7. Pour dire que la rupture anticipée du contrat de professionnalisation de la salariée reposait sur une faute grave, l'arrêt retient qu'un second avertissement lui avait été décerné par l'établissement de formation en raison de 72 heures d'absences injustifiées, correspondant à 10 journées d'absence sur sept mois, dont l'employeur avait eu connaissance le 12 juin 2017 et qu'elle s'était abstenue, de manière réitérée, de suivre l'enseignement correspondant à sa formation, en dépit de ses obligations contractuelles, d'un premier avertissement du centre de formation, d'une mise en garde par sa tutrice après le 31 octobre 2016 et d'un rappel de son responsable hiérarchique le 6 février 2017.

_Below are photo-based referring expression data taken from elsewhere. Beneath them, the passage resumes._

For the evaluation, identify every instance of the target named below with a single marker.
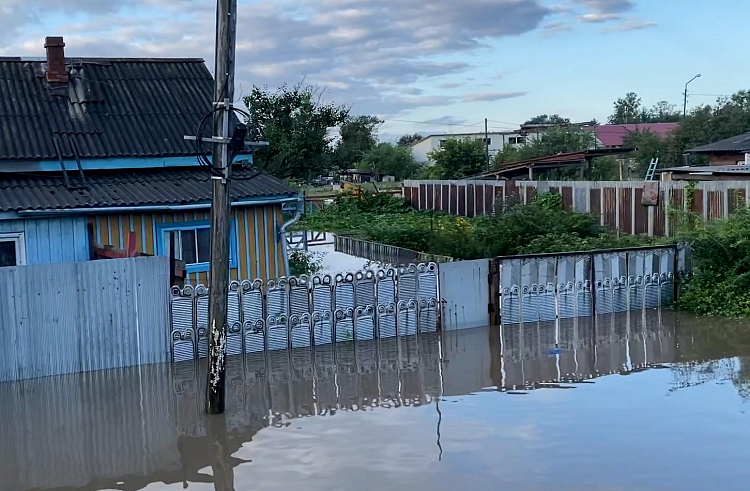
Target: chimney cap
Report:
(54, 42)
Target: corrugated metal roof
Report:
(113, 108)
(132, 188)
(614, 135)
(739, 143)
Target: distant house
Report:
(496, 141)
(730, 151)
(92, 156)
(614, 135)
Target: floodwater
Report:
(641, 402)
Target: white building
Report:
(497, 141)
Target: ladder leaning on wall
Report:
(652, 169)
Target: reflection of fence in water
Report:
(543, 288)
(576, 349)
(302, 312)
(387, 373)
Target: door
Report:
(12, 249)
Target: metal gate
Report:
(547, 287)
(300, 312)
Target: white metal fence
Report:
(300, 311)
(80, 317)
(563, 286)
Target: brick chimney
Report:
(56, 73)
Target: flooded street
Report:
(656, 401)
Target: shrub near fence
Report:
(616, 203)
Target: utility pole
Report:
(486, 146)
(226, 32)
(684, 105)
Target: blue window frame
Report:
(193, 243)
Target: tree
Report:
(648, 146)
(553, 141)
(458, 158)
(295, 122)
(548, 119)
(664, 112)
(358, 136)
(389, 160)
(409, 140)
(628, 109)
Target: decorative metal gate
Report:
(300, 312)
(548, 287)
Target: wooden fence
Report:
(616, 203)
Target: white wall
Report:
(498, 141)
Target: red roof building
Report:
(613, 135)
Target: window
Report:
(192, 244)
(12, 249)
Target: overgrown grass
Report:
(517, 229)
(720, 284)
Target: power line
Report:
(434, 123)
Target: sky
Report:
(428, 66)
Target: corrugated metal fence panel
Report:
(618, 203)
(87, 316)
(465, 294)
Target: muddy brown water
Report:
(632, 402)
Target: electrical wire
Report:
(203, 155)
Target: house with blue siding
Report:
(93, 157)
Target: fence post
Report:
(592, 286)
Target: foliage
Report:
(704, 124)
(295, 122)
(548, 119)
(458, 158)
(358, 136)
(517, 229)
(628, 110)
(386, 159)
(409, 140)
(720, 284)
(305, 262)
(649, 146)
(554, 140)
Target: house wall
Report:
(498, 141)
(51, 240)
(726, 159)
(259, 254)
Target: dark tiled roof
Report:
(132, 188)
(739, 143)
(111, 108)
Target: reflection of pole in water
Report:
(440, 395)
(221, 454)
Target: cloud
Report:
(606, 6)
(361, 51)
(491, 96)
(445, 120)
(597, 18)
(557, 27)
(631, 25)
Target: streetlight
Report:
(684, 106)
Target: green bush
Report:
(517, 229)
(720, 284)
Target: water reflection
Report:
(128, 429)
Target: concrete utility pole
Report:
(226, 32)
(486, 146)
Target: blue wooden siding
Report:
(52, 240)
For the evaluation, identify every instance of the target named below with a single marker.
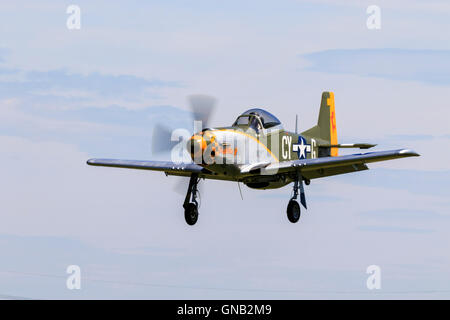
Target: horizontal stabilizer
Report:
(348, 145)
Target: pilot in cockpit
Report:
(253, 121)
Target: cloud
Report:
(394, 229)
(64, 89)
(428, 66)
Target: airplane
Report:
(257, 151)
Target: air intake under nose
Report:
(196, 146)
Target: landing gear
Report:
(191, 213)
(190, 204)
(293, 209)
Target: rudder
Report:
(326, 125)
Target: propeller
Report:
(202, 107)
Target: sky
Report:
(70, 95)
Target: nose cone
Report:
(197, 145)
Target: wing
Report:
(328, 166)
(172, 168)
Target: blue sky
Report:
(66, 96)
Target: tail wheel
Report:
(293, 211)
(191, 213)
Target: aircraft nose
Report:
(196, 146)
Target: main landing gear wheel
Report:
(293, 211)
(191, 214)
(190, 204)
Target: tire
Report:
(191, 214)
(293, 211)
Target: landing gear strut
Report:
(190, 204)
(293, 209)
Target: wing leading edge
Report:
(327, 166)
(165, 166)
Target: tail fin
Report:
(325, 129)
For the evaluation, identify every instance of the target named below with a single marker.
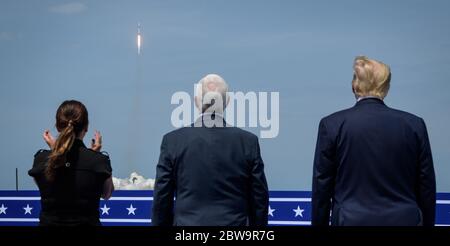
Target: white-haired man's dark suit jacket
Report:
(373, 166)
(216, 175)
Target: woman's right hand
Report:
(49, 139)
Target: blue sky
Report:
(85, 50)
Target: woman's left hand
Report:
(96, 143)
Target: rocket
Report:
(139, 39)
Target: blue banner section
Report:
(127, 208)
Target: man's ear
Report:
(196, 103)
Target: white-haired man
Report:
(373, 164)
(215, 171)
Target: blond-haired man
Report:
(373, 164)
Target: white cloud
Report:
(68, 8)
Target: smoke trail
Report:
(135, 124)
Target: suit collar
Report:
(370, 100)
(210, 120)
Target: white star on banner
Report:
(105, 209)
(27, 209)
(3, 209)
(131, 210)
(271, 211)
(298, 211)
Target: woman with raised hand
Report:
(71, 177)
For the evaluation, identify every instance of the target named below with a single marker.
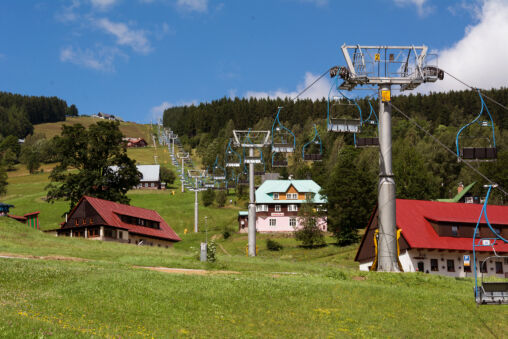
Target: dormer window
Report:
(291, 196)
(455, 231)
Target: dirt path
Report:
(189, 271)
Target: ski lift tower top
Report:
(407, 66)
(384, 67)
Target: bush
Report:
(208, 197)
(167, 175)
(211, 251)
(221, 199)
(273, 245)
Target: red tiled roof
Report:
(110, 212)
(413, 218)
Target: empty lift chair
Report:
(343, 114)
(313, 150)
(233, 159)
(283, 140)
(279, 160)
(478, 151)
(491, 292)
(368, 141)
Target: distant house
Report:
(277, 205)
(150, 176)
(135, 142)
(4, 208)
(105, 220)
(107, 116)
(435, 237)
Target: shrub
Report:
(221, 199)
(273, 245)
(211, 251)
(208, 197)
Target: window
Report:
(483, 267)
(450, 265)
(292, 196)
(455, 231)
(434, 266)
(499, 267)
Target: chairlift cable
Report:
(446, 147)
(475, 88)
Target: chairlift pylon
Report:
(478, 153)
(341, 124)
(368, 141)
(316, 140)
(283, 139)
(492, 292)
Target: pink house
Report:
(278, 203)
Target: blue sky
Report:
(133, 58)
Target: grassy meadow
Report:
(78, 288)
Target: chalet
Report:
(135, 142)
(105, 220)
(435, 237)
(278, 203)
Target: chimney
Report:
(460, 188)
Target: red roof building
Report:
(435, 237)
(110, 221)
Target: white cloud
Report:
(103, 4)
(100, 59)
(479, 58)
(193, 5)
(157, 111)
(136, 39)
(420, 5)
(318, 91)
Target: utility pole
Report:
(196, 174)
(383, 67)
(183, 156)
(252, 140)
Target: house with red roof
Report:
(436, 238)
(106, 220)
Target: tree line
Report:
(348, 175)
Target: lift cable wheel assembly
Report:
(492, 292)
(476, 152)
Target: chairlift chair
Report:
(219, 173)
(372, 141)
(279, 161)
(333, 107)
(233, 159)
(476, 152)
(283, 140)
(313, 144)
(491, 292)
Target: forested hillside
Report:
(18, 113)
(423, 169)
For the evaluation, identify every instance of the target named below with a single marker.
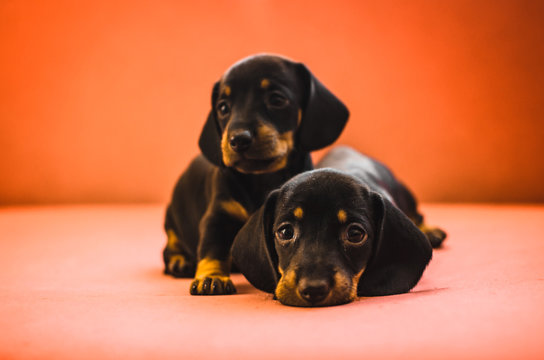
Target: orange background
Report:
(103, 101)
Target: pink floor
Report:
(85, 282)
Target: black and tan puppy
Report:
(329, 235)
(267, 114)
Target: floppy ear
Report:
(400, 252)
(253, 250)
(324, 115)
(210, 137)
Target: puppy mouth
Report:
(246, 164)
(289, 292)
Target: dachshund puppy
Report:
(267, 114)
(329, 235)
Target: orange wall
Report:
(104, 100)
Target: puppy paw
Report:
(212, 278)
(435, 235)
(178, 266)
(213, 285)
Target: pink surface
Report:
(86, 282)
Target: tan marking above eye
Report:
(342, 216)
(235, 209)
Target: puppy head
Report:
(265, 106)
(324, 238)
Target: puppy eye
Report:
(277, 100)
(285, 232)
(355, 234)
(223, 108)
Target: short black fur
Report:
(267, 114)
(349, 191)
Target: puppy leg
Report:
(176, 261)
(408, 204)
(218, 228)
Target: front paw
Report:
(435, 235)
(178, 266)
(212, 285)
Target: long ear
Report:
(210, 137)
(400, 254)
(253, 249)
(324, 115)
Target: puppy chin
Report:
(257, 166)
(343, 292)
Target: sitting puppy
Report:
(267, 114)
(329, 235)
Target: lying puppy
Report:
(329, 235)
(267, 114)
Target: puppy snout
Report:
(240, 141)
(314, 290)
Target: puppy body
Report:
(267, 114)
(329, 235)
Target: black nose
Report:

8. En se déterminant ainsi, sans rechercher, comme elle y était invitée par les conclusions de la salariée, si la procédure de licenciement avait été mise en oeuvre dans un délai restreint après la constatation par l'employeur des faits, le 12 juin 2017, la cour d'appel a privé sa décision de base légale.
PAR CES MOTIFS, et sans qu'il y ait lieu de statuer sur les autres griefs, la Cour :
CASSE ET ANNULE, sauf en ce qu'il rejette la fin de non-recevoir tirée de la prescription des faits fautifs, l'arrêt rendu le 20 octobre 2021, entre les parties, par la cour d'appel de Paris ;
Remet, sauf sur ce point, l'affaire et les parties dans l'état où elles se trouvaient avant cet arrêt et les renvoie devant la cour d'appel de Paris autrement composée ;
Condamne la société GRDF aux dépens ;
En application de l'article 700 du code de procédure civile, condamne la société GRDF à payer à la SAS Buk Lament-Robillot la somme de 3 000 euros ;
Dit que sur les diligences du procureur général près la Cour de cassation, le présent arrêt sera transmis pour être transcrit en marge ou à la suite de l'arrêt partiellement cassé ;
Ainsi fait et jugé par la Cour de cassation, chambre sociale, et prononcé par le président en son audience publique du onze septembre deux mille vingt-quatre.